Is the REAL ID the real deal? In this time of terrorism and identity theft, you would think that Americans are ready for a more secure driver’s license, by far the most used identification document for access into buildings, airports and myriad business and financial services.
But among the alphabet soup of access card programs – from HSPD-12 and ePassports to TWIC, for example, the Department of Homeland Security’s REAL ID program has proved to be the most controversial, with numerous state governments and their departments of motor vehicles (DMV) threatening a Boston Tea Party over the federally-imposed requirements.
ACCESS ID TALKThere is no doubt that both government identity programs in full swing and new identity programs for 2007 will be hot topics among government and industry leaders. It will be the talk of the Smart Card Alliance’s 6th Annual Smart Cards in Government Conference this month. “With large-scale government employee rollouts currently underway and new access and identification systems being debated at the federal and state level, this is a dynamically changing marketplace,” Randy Vanderhoof, executive director of the Alliance, told Security Magazine. “Now is an ideal time for leaders in government and industry to share experiences and lessons learned with the existing implementations, discuss opportunities and challenges ahead, and explore how we can apply this knowledge to newly proposed government identity projects.”
The REAL ID program mandates the states, which issue driver’s licenses as well as non-driver IDs, establish national standards including what data must be included on the card, what documentation must be presented before a card can be issued and how the states must share their driver’s licenses databases. The REAL ID Act also requires driver’s licenses to include a “common machine-readable technology.”

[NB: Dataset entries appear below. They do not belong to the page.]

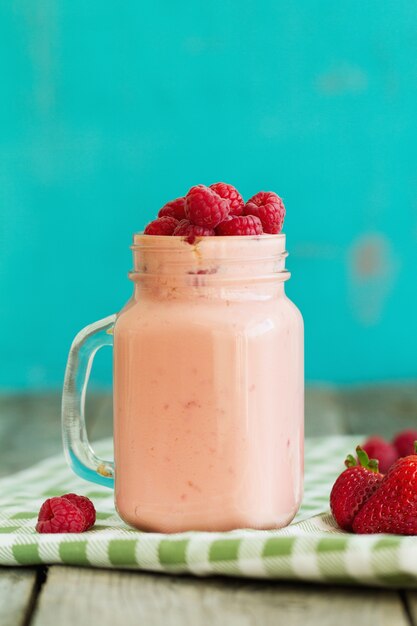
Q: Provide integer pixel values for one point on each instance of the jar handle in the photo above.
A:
(78, 451)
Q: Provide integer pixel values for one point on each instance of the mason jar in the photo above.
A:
(208, 388)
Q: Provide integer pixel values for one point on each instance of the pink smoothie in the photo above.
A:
(208, 387)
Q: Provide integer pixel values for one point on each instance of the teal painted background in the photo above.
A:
(108, 110)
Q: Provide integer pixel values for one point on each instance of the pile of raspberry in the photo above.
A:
(219, 210)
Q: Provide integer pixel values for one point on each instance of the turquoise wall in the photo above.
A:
(108, 110)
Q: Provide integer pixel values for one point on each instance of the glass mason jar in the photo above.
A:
(208, 388)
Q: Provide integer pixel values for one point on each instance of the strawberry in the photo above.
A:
(354, 487)
(377, 448)
(393, 507)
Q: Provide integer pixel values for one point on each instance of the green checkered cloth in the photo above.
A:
(312, 548)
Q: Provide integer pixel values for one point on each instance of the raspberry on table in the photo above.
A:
(204, 207)
(270, 209)
(161, 226)
(59, 515)
(240, 225)
(192, 231)
(228, 192)
(86, 507)
(174, 208)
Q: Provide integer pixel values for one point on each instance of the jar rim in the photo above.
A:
(169, 242)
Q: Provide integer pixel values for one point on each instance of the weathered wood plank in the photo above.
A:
(83, 597)
(17, 587)
(382, 409)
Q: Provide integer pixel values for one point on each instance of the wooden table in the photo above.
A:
(30, 431)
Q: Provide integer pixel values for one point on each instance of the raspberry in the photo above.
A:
(228, 192)
(161, 226)
(240, 225)
(192, 231)
(59, 515)
(174, 208)
(204, 207)
(86, 507)
(269, 208)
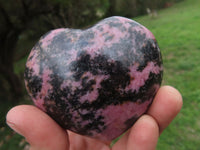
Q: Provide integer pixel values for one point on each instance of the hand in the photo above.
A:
(43, 133)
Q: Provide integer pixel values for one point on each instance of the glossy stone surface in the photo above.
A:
(98, 81)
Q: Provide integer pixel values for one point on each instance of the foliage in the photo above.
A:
(177, 31)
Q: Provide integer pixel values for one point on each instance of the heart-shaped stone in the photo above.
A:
(98, 81)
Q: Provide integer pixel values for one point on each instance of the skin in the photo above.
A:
(43, 133)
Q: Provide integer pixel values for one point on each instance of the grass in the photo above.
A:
(177, 31)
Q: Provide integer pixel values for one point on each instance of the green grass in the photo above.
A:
(177, 30)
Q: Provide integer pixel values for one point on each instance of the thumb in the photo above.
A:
(38, 128)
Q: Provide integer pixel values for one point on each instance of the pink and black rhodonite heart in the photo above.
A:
(98, 81)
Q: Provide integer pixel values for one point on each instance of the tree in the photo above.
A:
(32, 19)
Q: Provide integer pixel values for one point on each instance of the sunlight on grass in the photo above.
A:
(177, 32)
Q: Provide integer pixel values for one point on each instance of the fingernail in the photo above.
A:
(14, 127)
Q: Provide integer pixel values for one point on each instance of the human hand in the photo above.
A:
(43, 133)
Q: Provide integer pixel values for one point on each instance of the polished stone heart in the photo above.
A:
(98, 81)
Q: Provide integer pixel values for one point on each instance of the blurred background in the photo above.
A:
(175, 24)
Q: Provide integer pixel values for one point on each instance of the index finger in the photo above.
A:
(166, 105)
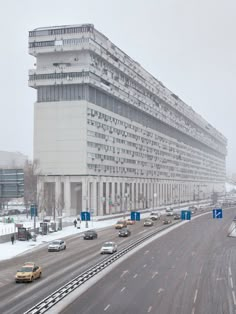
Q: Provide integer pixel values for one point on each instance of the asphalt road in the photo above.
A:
(191, 270)
(58, 267)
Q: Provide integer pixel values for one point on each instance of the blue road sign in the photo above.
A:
(185, 214)
(33, 210)
(85, 216)
(135, 216)
(217, 213)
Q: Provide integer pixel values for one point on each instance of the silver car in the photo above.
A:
(108, 247)
(57, 245)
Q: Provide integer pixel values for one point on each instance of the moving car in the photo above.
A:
(130, 222)
(57, 245)
(124, 232)
(108, 247)
(148, 223)
(177, 216)
(28, 272)
(120, 224)
(90, 234)
(154, 216)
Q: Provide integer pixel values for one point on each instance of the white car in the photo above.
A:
(57, 245)
(109, 247)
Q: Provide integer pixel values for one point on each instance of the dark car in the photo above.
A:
(124, 232)
(90, 235)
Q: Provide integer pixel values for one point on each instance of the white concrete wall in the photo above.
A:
(60, 134)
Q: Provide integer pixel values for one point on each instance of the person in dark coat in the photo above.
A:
(12, 239)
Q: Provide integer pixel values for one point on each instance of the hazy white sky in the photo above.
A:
(187, 44)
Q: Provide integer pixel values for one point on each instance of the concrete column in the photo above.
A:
(67, 196)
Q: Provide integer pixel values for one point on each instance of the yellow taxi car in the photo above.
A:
(28, 272)
(120, 224)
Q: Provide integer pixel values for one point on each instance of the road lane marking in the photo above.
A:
(142, 231)
(154, 274)
(195, 296)
(124, 272)
(234, 298)
(160, 290)
(107, 307)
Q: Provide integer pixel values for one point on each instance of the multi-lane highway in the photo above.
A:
(189, 270)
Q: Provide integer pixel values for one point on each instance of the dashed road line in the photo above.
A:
(107, 307)
(195, 296)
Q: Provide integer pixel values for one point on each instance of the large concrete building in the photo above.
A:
(108, 135)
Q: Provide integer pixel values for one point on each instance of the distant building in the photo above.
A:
(108, 135)
(12, 160)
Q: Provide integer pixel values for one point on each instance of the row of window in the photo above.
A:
(61, 31)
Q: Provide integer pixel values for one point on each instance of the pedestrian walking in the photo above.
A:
(12, 239)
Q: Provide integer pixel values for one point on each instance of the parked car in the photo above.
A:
(124, 232)
(28, 272)
(155, 216)
(57, 245)
(108, 247)
(121, 224)
(90, 235)
(177, 216)
(130, 222)
(148, 223)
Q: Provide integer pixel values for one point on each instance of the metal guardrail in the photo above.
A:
(47, 303)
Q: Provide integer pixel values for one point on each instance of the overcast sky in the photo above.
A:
(188, 45)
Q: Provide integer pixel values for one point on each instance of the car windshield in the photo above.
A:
(26, 269)
(108, 244)
(55, 242)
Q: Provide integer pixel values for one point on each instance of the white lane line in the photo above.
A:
(195, 296)
(123, 273)
(107, 307)
(231, 283)
(160, 290)
(234, 298)
(142, 231)
(154, 274)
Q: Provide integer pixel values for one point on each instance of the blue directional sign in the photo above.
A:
(135, 216)
(85, 216)
(185, 214)
(217, 213)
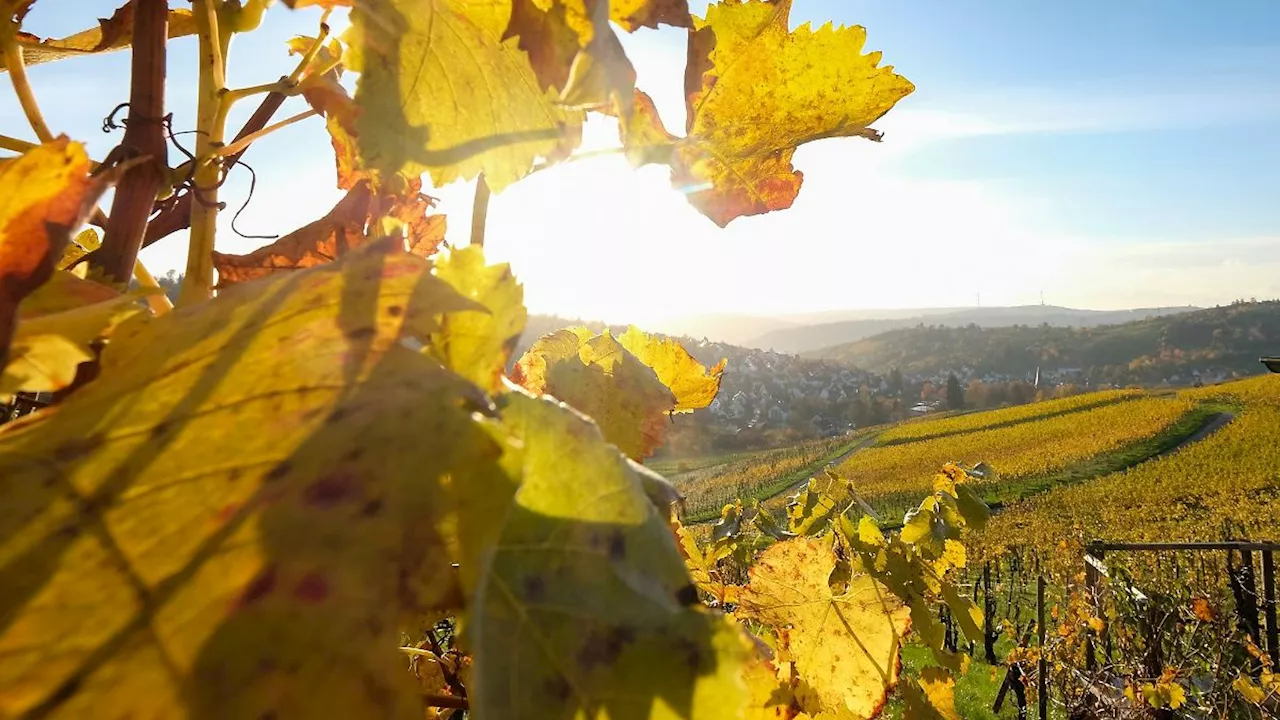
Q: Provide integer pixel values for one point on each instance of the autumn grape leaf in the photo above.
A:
(56, 326)
(112, 33)
(48, 195)
(327, 95)
(442, 91)
(476, 343)
(574, 50)
(632, 14)
(693, 384)
(85, 242)
(754, 92)
(530, 370)
(931, 696)
(772, 698)
(338, 232)
(600, 378)
(845, 645)
(586, 609)
(232, 518)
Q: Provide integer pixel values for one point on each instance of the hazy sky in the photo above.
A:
(1110, 154)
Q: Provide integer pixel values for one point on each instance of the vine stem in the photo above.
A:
(240, 145)
(144, 135)
(17, 145)
(480, 212)
(17, 68)
(210, 128)
(446, 701)
(159, 302)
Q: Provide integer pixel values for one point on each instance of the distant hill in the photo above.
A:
(1219, 340)
(725, 327)
(830, 333)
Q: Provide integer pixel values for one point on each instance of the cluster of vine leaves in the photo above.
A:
(234, 509)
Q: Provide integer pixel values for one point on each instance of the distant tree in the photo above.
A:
(955, 393)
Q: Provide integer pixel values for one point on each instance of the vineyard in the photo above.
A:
(758, 477)
(321, 484)
(928, 429)
(1189, 627)
(1226, 479)
(1018, 455)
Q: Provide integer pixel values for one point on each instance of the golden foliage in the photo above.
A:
(845, 642)
(485, 113)
(755, 91)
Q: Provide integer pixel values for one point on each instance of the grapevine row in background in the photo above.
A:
(757, 477)
(891, 478)
(1229, 477)
(958, 424)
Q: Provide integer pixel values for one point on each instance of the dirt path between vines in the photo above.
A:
(1212, 425)
(860, 445)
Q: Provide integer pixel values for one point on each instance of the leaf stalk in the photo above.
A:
(210, 130)
(17, 68)
(144, 136)
(240, 145)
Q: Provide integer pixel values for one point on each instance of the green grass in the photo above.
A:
(976, 691)
(1005, 423)
(780, 484)
(670, 466)
(1115, 461)
(1104, 464)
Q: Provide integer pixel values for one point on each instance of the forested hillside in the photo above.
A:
(824, 335)
(1216, 342)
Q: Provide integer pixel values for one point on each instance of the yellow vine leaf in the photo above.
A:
(442, 91)
(693, 384)
(845, 645)
(56, 326)
(232, 518)
(476, 343)
(586, 609)
(632, 14)
(48, 194)
(327, 4)
(755, 91)
(771, 698)
(112, 33)
(574, 50)
(1249, 691)
(337, 233)
(85, 242)
(931, 696)
(599, 377)
(530, 370)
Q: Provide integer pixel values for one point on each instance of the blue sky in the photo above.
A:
(1110, 154)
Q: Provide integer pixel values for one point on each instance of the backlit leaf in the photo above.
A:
(632, 14)
(1203, 610)
(229, 520)
(112, 33)
(574, 50)
(931, 696)
(600, 378)
(772, 698)
(85, 242)
(337, 233)
(476, 343)
(442, 91)
(845, 645)
(586, 609)
(693, 384)
(755, 91)
(56, 326)
(46, 196)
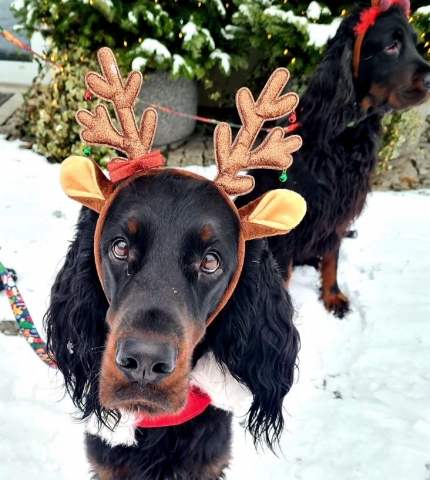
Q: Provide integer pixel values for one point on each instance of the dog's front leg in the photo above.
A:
(334, 300)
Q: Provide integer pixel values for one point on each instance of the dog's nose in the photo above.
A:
(143, 362)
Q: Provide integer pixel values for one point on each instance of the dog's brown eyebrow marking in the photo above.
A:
(132, 226)
(205, 233)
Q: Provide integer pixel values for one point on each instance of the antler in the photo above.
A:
(273, 153)
(98, 128)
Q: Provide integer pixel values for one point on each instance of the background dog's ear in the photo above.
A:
(75, 321)
(254, 336)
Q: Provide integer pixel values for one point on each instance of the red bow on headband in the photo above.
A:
(369, 16)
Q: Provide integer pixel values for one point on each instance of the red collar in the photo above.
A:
(196, 403)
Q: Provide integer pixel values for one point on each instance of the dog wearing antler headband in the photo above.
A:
(169, 308)
(370, 68)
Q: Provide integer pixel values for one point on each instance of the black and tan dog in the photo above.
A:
(370, 68)
(169, 307)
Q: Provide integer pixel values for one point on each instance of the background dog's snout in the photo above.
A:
(145, 362)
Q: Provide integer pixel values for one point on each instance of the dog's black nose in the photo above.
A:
(143, 362)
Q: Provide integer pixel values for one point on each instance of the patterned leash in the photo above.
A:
(23, 318)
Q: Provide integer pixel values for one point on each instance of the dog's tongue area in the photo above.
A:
(196, 403)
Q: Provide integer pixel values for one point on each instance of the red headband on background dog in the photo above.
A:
(367, 19)
(275, 213)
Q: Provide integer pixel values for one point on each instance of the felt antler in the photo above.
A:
(98, 128)
(273, 153)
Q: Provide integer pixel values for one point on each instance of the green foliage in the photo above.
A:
(191, 39)
(278, 32)
(186, 38)
(50, 111)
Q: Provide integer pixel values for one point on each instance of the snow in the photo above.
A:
(225, 59)
(319, 34)
(152, 46)
(314, 11)
(209, 37)
(359, 410)
(220, 6)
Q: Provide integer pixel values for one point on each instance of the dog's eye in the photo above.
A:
(210, 263)
(120, 249)
(394, 48)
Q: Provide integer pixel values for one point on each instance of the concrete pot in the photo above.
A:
(180, 95)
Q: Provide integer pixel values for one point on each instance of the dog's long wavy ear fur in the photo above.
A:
(254, 336)
(333, 76)
(75, 321)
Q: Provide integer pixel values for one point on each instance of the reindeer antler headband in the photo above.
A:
(275, 213)
(367, 19)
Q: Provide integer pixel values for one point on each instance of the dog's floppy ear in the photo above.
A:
(83, 181)
(75, 321)
(254, 336)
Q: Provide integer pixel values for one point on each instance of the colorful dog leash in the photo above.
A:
(23, 318)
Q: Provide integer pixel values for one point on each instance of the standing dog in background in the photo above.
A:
(369, 68)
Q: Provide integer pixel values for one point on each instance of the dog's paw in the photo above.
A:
(336, 303)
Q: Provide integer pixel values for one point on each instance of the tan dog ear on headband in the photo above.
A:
(275, 213)
(83, 181)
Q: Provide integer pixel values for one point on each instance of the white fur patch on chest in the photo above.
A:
(215, 380)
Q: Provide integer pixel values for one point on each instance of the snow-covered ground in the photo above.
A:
(361, 407)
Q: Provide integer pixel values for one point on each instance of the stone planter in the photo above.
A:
(180, 95)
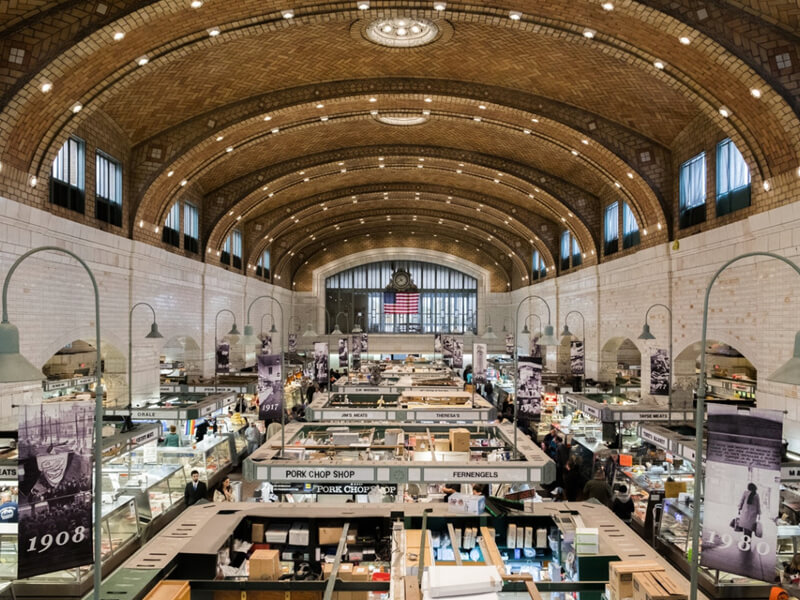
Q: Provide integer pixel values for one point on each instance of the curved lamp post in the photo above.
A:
(154, 334)
(15, 367)
(567, 334)
(548, 339)
(234, 331)
(646, 335)
(788, 373)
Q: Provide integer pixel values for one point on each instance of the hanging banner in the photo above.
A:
(529, 387)
(270, 387)
(478, 363)
(659, 372)
(355, 342)
(510, 344)
(321, 362)
(223, 357)
(536, 349)
(458, 353)
(447, 346)
(742, 491)
(55, 487)
(576, 357)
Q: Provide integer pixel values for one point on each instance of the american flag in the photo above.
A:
(400, 303)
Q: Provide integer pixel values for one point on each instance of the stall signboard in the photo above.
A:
(576, 357)
(223, 357)
(479, 363)
(742, 491)
(322, 473)
(529, 387)
(270, 387)
(458, 353)
(659, 372)
(321, 362)
(55, 487)
(355, 351)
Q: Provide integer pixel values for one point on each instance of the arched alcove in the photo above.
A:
(78, 359)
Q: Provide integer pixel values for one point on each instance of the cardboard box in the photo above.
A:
(467, 504)
(655, 585)
(441, 445)
(257, 533)
(459, 440)
(265, 565)
(620, 575)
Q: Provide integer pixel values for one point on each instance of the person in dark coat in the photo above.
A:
(195, 490)
(598, 488)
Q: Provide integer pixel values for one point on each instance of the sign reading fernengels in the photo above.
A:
(322, 473)
(487, 472)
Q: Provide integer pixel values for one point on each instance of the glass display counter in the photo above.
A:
(211, 457)
(674, 540)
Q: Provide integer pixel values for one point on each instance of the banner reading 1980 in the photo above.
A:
(742, 491)
(55, 487)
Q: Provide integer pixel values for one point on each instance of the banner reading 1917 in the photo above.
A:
(55, 487)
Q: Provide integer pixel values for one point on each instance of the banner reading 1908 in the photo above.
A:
(55, 487)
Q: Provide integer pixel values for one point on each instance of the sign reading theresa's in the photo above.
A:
(476, 474)
(322, 474)
(55, 488)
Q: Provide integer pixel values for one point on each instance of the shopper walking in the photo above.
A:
(224, 492)
(622, 506)
(172, 439)
(598, 488)
(195, 490)
(253, 437)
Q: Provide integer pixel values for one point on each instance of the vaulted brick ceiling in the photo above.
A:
(530, 125)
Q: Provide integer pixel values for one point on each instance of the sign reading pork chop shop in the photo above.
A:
(322, 474)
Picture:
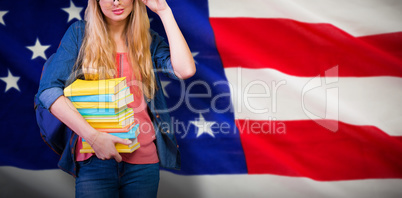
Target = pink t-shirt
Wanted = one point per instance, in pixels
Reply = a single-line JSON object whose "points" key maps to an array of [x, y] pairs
{"points": [[146, 154]]}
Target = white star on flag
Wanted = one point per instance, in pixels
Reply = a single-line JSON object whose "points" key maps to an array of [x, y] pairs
{"points": [[194, 55], [2, 13], [38, 49], [203, 126], [164, 84], [73, 12], [11, 81]]}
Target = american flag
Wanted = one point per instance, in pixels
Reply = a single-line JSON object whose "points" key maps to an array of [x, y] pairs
{"points": [[303, 91]]}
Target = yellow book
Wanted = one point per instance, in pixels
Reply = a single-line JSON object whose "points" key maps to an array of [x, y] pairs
{"points": [[104, 105], [125, 149], [95, 87]]}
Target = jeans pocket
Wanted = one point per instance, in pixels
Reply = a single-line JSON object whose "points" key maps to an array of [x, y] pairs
{"points": [[85, 162]]}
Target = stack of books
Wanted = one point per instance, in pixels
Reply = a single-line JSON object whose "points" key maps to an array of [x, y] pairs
{"points": [[103, 104]]}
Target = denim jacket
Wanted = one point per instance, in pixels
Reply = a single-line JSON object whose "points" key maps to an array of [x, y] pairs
{"points": [[58, 70]]}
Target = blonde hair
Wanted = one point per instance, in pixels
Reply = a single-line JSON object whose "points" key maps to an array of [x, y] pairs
{"points": [[98, 50]]}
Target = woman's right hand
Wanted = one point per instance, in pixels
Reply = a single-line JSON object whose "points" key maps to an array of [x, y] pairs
{"points": [[104, 146]]}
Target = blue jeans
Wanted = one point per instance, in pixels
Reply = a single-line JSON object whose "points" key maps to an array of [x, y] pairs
{"points": [[107, 178]]}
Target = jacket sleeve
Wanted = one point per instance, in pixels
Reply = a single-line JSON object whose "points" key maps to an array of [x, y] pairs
{"points": [[161, 55], [58, 68]]}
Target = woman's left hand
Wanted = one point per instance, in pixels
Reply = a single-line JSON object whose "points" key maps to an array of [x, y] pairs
{"points": [[156, 6]]}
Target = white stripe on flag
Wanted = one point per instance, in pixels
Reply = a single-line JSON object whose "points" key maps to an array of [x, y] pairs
{"points": [[357, 17], [267, 94]]}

For some, REAL ID is the next step to a national ID card.
For many state DMV officials, it is an expensive and time-consuming imposition by the federal government, which will require the states to collect and prove genuine birthdate, legal status, Social Security number and principal residence address of people before issuing a driver’s license.
DHS SEES ESSENTIAL NEEDFor Department of Homeland Security officials, it is essential. Some 9/11 terrorists, for example, were able to obtain driver’s licenses, which allowed them access to other, more sensitive areas.
Janice Kephart, former counsel to the 9/11 Commission and a nationally recognized border security expert, said that securing identities and identity documents is perhaps the single most effective measure the United States can take to lay a foundation for national and economic security and public safety. “Secure identity, particularly secure driver’s licenses, sets the nation on a path to differentiate terrorists, criminals and others bent on malfeasance from private citizens whose real life activities deserve real protection.”
States must comply with REAL ID by May 2008. A study by the National Governors Association, the National Council of State Legislatures and the American Association of Motor Vehicle Administrators assessed the start-up costs of REAL ID at $1 billion. “While some states are quickly coming into compliance with REAL ID quietly, others are noisily objecting,” Kephart said. “The result is that the policy basis for REAL ID is being lost in the noise of much more minor issues that have solutions or are not germane,” she contended.
Some states are rebelling.
Gov. Mark Sanford of South Carolina is urging legislators to challenge the mandate. He stated that state residents would have to pay as much as $25 million to comply with its requirements, plus $11 million per year thereafter. Compliance would destroy efficiencies that the state’s DMV has created in recent years for driver’s license customers.
Many other state governors and DMVs agree, either loudly or softly. For example, in March, the Idaho Senate passed Joint Memorial 3, earlier approved unanimously by the House, to refuse implementation of the REAL ID Act.